Isto supõe uma intervenção única sobre o texto, que consiste não em acrescentar-lhe ou retirar-lhe palavras, mas em endireitá-lo instaurando uma disposição lírica. Danièlle Huillet, com efeito, fez da exposição contínua em prosa de Vittorini um poema em verso livre ou em versículos, que deve ressoar um pouco como uma tradução de Sófocles por Hölderlin ou de Ésquilo por Claudel. É preciso então que a voz se adapte às exigências do poema: exigência de relance perpétuo da voz, de adesão a cada palavra, de igualdade entre intensidade da experiência dita e intensidade verbal.»

Natureza
«A nossa atenção reparte-se entre as coisas ditas pelos lábios daquele que fala e esses acontecimentos de luz que se passam sobre a sua cabeça ou ao lado sobre as folhas mortas. Existem todos estes ruídos que não cessam de se misturar às palavras ou de pontuar os silêncios: cantos de pássaros, zumbidos de insectos, canto do galo ao longe, etc. É o que espanta sempre num filme dos Straub: começa um pouco como em muitos filmes, com pequenos pássaros e ruídos de água. Mas nos filmes normais, trata-se apenas de dar a atmosfera de euforia que deve presidir à visão do filme: em suma, uma captatio benevolentiae sensível. Nos Straub, pelo contrário, continua, nunca pára. A natureza, com efeito, é coisa diferente de um repertório de efeitos euforisantes.

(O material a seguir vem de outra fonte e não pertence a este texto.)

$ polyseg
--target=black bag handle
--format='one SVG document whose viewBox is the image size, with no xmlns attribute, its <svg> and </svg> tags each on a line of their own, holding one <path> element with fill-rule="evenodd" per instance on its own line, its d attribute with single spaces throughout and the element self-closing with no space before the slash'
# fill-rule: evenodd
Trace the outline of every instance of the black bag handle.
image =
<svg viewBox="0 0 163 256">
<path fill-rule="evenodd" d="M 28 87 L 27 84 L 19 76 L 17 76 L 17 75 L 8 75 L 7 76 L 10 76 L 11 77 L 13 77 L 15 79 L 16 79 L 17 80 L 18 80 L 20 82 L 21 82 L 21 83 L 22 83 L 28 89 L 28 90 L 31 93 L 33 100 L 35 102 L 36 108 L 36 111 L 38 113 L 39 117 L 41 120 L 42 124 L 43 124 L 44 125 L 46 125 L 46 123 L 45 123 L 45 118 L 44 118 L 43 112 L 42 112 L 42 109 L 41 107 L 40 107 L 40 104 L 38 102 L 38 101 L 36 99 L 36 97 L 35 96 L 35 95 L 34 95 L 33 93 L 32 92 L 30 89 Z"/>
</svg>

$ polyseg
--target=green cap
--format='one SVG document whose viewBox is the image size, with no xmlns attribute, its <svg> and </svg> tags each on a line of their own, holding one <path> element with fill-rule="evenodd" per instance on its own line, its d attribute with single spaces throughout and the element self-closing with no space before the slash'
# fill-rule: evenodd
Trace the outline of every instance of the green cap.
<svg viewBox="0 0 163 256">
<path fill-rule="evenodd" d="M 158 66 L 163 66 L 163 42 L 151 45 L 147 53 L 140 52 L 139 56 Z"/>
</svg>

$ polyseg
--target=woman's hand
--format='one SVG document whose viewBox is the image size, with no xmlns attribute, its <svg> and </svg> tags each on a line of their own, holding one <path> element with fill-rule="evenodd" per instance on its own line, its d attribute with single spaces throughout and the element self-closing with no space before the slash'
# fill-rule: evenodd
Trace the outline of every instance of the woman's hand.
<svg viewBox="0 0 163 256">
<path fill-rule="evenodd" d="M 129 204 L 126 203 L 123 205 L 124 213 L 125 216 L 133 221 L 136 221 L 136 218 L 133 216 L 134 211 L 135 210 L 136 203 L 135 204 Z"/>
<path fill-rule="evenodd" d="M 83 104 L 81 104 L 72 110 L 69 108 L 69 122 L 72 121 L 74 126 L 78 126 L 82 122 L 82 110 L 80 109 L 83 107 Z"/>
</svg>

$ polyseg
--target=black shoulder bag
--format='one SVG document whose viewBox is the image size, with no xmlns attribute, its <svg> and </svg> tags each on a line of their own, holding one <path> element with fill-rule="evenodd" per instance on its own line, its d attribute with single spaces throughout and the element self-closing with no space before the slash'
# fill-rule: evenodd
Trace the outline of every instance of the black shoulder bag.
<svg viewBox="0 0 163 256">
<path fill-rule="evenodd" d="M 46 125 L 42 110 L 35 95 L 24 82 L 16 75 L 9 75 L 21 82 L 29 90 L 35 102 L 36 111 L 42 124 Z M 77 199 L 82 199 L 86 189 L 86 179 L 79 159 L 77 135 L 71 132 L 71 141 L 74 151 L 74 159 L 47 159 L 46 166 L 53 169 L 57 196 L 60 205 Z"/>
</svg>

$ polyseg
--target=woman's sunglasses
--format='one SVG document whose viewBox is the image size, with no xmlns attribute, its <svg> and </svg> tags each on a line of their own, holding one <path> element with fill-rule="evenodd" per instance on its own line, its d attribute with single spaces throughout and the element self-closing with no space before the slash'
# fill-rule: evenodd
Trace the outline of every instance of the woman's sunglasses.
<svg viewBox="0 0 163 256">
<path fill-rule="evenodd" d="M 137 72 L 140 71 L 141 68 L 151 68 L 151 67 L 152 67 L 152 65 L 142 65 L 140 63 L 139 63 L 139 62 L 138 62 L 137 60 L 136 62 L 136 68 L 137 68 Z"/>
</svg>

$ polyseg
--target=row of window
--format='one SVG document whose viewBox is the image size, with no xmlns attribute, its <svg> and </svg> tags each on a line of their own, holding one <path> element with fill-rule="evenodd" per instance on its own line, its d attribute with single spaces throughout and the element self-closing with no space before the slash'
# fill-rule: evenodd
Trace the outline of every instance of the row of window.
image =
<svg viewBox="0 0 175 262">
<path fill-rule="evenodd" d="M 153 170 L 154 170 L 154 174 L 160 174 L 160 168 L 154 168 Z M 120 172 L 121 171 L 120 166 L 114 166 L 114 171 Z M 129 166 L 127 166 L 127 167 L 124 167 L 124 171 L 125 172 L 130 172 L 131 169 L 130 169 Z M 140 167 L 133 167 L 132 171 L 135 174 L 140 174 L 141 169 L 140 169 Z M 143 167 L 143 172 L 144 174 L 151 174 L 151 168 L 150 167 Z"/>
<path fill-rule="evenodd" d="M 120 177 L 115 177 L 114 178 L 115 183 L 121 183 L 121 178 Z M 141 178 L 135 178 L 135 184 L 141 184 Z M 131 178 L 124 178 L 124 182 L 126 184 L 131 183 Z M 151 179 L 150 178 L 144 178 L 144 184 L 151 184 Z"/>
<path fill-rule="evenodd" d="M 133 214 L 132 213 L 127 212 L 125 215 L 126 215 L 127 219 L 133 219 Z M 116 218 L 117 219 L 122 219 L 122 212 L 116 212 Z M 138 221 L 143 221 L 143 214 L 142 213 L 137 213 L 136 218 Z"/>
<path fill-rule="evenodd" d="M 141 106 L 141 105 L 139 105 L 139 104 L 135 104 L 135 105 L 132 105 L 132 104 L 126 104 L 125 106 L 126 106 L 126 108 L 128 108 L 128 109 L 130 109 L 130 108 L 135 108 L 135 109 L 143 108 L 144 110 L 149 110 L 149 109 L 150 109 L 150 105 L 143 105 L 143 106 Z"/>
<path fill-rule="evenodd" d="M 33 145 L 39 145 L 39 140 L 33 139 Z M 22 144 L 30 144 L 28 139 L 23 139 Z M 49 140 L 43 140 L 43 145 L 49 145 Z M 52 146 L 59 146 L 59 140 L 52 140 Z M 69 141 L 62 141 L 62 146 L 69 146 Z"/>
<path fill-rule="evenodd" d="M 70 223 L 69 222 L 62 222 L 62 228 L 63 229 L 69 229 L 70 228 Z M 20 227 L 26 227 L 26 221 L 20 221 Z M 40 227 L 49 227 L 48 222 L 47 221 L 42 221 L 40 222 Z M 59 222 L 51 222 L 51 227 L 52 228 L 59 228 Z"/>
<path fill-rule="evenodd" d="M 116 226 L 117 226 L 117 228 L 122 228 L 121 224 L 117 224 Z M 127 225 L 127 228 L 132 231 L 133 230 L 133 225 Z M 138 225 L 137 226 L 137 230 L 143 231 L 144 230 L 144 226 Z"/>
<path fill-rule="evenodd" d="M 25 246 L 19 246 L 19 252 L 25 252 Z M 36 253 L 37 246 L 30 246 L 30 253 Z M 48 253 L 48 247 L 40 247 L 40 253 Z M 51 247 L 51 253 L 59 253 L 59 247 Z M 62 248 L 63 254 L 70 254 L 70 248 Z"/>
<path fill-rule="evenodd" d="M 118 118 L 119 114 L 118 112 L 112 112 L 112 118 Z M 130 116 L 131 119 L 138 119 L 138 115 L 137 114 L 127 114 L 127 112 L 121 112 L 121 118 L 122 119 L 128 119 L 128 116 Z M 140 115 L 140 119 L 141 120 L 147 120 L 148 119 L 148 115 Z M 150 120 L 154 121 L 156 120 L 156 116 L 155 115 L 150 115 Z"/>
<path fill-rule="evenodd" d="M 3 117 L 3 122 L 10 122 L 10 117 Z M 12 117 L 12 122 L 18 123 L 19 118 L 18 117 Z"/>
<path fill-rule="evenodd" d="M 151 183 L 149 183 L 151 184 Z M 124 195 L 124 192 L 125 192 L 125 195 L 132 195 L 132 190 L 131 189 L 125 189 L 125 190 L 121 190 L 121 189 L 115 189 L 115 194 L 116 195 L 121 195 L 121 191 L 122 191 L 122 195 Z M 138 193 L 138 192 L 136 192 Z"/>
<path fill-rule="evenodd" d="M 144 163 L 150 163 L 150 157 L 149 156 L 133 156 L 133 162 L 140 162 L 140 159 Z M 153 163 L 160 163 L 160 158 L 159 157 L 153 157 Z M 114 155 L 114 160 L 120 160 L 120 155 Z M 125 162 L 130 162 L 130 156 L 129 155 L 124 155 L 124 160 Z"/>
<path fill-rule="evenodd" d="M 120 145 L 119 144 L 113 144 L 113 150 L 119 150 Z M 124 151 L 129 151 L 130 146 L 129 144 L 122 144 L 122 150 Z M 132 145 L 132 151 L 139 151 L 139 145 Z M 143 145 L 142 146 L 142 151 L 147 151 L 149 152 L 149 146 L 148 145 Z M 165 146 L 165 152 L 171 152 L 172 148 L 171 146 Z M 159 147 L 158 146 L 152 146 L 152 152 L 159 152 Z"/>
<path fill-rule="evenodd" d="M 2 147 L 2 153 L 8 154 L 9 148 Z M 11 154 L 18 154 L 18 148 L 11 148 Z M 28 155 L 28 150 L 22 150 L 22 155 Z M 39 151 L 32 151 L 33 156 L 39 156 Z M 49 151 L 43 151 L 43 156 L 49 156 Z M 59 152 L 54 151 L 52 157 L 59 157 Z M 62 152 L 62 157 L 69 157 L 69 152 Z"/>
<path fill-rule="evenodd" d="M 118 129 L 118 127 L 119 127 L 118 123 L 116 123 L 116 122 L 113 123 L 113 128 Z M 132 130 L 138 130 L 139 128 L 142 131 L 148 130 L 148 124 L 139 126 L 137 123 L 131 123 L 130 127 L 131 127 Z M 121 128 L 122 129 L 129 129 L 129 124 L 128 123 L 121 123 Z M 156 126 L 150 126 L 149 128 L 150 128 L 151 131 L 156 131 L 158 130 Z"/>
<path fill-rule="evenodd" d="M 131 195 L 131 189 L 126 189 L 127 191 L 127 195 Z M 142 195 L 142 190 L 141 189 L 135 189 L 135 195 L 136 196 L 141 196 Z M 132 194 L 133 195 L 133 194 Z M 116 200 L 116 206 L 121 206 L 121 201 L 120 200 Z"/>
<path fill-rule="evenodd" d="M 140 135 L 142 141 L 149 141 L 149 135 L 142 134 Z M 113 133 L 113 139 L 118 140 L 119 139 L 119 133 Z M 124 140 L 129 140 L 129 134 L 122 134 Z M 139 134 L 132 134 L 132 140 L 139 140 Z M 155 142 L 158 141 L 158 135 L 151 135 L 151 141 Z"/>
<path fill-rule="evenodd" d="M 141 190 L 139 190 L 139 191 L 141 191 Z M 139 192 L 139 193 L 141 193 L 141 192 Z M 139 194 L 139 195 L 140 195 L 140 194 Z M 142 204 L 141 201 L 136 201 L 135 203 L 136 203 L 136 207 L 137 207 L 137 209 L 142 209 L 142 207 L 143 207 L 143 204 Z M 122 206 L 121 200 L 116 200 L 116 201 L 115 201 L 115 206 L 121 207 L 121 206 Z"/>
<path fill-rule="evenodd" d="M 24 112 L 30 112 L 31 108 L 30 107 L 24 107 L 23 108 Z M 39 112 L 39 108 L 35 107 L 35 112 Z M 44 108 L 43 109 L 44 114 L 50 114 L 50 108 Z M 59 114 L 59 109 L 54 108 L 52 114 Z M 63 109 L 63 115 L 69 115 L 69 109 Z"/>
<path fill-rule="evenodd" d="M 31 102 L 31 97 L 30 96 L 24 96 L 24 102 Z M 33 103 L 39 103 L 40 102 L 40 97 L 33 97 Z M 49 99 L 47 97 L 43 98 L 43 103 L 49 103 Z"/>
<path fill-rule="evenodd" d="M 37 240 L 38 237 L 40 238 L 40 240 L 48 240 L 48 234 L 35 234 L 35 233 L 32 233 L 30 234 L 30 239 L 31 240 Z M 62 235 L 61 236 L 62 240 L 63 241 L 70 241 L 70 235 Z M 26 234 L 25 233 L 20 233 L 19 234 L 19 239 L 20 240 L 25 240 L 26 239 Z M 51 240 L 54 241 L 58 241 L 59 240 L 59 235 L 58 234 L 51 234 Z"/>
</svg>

É uma potência física, metafísica e mitológica.
(...) A natureza é o que não cessa, mas também o que sem cessar apaga os traços.»

Estar salvo
«História de salvação (...). Nos Straub, um jogo mais complexo se instaura em torno da cantata [de Bach] e da palavra da promessa. À promessa divina continuam a opor uma promessa humana e uma promessa que já se efectuou. Não se deve dizer, como na cantata: aquele que crê será salvo. Deve dizer-se: aquele que crê está salvo. Está salvo na eternidade de um aqui e agora da experiência mantida, tornada palavra de vida. O movimento do filme conduz-nos assim do processo a uma nova eucaristia, à afirmação de uma salvação que já lá está e cuja potência se afirma, no crescendo final, passando pela evocação das fogueiras de louros a essa grande panorâmica ascensional que nos deixa na abertura dos elementos reconciliados e de um comunismo elevado a uma dimensão de eternidade.»

Sobre Operai, contadini (2001) de Danièlle Huillet e Jean-Marie Straub: Jacques Rancière, «La parole sensible», in Cinéma, n.º 5, 2003, pp. 73. 77. 78.